Where does the government come in? Anti-trust laws allow the government to intervene to either break up a monopoly or require them to adhere to certain standards (such as providing a minimum quality to their goods or services, or providing it for a “market-rate” price, as estimated by regulators). In theory, they should be used when a monopoly begins to employ monopoly pricing. Obviously, we run into shaky ground whenever the government is setting prices for things. However, with proper market research data, they may be able to require a company to move closer to the competitive equilibrium than the monopoly pricing point.

With this background, we can consider the first of three arguments above.

The US Federal Government should enforce antitrust regulations on monopolies.

This argument recognizes monopoly as a market failure, and the government as the remedy.
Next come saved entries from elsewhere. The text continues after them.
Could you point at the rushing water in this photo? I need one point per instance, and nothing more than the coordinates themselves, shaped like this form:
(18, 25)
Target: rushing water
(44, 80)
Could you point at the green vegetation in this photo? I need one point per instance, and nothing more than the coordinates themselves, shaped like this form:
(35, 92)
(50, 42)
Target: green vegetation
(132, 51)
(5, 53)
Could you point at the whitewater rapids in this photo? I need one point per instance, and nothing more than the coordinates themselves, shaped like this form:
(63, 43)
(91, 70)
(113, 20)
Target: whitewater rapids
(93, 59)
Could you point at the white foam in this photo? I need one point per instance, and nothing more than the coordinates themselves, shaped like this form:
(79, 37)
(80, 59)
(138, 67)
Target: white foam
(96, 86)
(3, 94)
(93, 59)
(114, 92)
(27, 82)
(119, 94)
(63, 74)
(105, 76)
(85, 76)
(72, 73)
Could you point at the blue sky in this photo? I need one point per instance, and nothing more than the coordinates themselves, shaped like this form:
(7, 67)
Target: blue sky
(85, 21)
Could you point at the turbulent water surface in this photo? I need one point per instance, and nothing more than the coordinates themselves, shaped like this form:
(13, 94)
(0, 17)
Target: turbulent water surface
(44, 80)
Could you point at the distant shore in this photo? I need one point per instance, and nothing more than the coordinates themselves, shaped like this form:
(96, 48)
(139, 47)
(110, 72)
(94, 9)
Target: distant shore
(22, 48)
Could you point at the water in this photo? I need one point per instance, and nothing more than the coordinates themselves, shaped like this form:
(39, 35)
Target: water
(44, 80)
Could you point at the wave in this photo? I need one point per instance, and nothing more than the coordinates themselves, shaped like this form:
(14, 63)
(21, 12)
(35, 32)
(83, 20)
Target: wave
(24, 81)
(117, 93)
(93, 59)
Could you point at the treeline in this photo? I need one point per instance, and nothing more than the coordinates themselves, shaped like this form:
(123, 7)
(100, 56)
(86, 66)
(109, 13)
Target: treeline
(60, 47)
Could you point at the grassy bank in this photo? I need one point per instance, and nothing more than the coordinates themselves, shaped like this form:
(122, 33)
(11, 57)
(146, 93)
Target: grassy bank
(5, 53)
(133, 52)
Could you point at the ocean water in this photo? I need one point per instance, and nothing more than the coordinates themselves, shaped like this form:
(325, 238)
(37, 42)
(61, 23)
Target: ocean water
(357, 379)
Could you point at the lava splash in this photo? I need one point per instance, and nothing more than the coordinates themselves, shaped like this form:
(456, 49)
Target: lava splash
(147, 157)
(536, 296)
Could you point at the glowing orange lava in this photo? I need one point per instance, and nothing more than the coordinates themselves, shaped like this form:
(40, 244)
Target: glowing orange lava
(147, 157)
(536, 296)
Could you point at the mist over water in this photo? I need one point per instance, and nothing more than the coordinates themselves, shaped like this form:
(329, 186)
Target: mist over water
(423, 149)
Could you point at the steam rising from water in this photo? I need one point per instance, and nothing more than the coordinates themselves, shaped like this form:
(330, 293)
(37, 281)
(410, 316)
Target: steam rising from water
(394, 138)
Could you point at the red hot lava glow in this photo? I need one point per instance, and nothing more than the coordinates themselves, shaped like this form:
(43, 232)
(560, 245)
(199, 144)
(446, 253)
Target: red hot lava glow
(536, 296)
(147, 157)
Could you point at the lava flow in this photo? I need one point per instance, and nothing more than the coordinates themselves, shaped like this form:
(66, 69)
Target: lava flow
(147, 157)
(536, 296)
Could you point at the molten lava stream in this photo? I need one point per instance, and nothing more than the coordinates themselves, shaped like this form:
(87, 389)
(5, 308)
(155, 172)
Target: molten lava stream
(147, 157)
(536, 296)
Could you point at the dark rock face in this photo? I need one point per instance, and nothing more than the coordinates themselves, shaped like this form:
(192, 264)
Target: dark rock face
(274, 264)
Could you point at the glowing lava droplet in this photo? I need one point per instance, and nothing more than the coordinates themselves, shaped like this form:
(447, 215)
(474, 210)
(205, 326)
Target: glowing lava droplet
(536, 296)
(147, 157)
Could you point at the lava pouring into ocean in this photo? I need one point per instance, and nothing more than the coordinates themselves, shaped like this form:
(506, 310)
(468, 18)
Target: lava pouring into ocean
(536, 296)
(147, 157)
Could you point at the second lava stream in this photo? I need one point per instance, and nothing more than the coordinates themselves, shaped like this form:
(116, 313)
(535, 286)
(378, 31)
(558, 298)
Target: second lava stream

The company holds all the negotiating power, while the consumer must take whatever the company wants to give it. This is variously seen as a threat to fairness, justice, equality, or liberty. The purpose of government intervention through antitrust regulation, then, is to restore balance to the economic playing field, filling the breach of whichever of these principles you choose to apply.

The second argument is that modern technology giants are monopolies.

This is tricky, because it depends on how broadly the market is conceived. The negative may choose to argue that, with the leveling of the global economy, there is now international competition in all these technological markets, and so national-level anti-trust regulation is now quite meaningless. It may be easiest to counter this argument with specific examples. It’s hard to see how Google, Apple, or Amazon are not able to set prices because of international competition. Sure, Facebook may not be the only social media platform out there, but WeChat isn’t a true competitor because it appeals to the Chinese-speaking social media universe rather than the English-speaking one.

Thirdly, modern technology giants should be treated like they are monopolies.

To justify the use of anti-trust regulations, you need to prove that a monopoly is using its power in a way that is harmful and requires the government to intervene. There’s a number of examples out there for this. Apple has admitted to some shady tactics aimed at driving users of older phone models to buy newer, more expensive ones. Facebook and Twitter have recently come under fire for banning individuals and restricting speech on their platforms. Most of these tech companies operate using complicated algorithms that pick-and-choose what information people see. It’s absolutely necessary to weed out the stunning amount of noisy information, but it manipulates people’s lives in ways they don’t understand (if you’re like me, you probably tuned out at the word “algorithm”). Perhaps the government needs to take a look just to make sure everything is on the level.

As I said at the beginning, America decided over a century ago that the government should regulate monopolies; this resolution basically asks if that decision is still the right one for our era. On the affirmative side, your task is straightforward—defend these long-established principles. Be on the lookout, though. The Negative will be trying to find some development in society or culture that makes your arguments void. Try to predict these lines of attack and prepare defenses against them.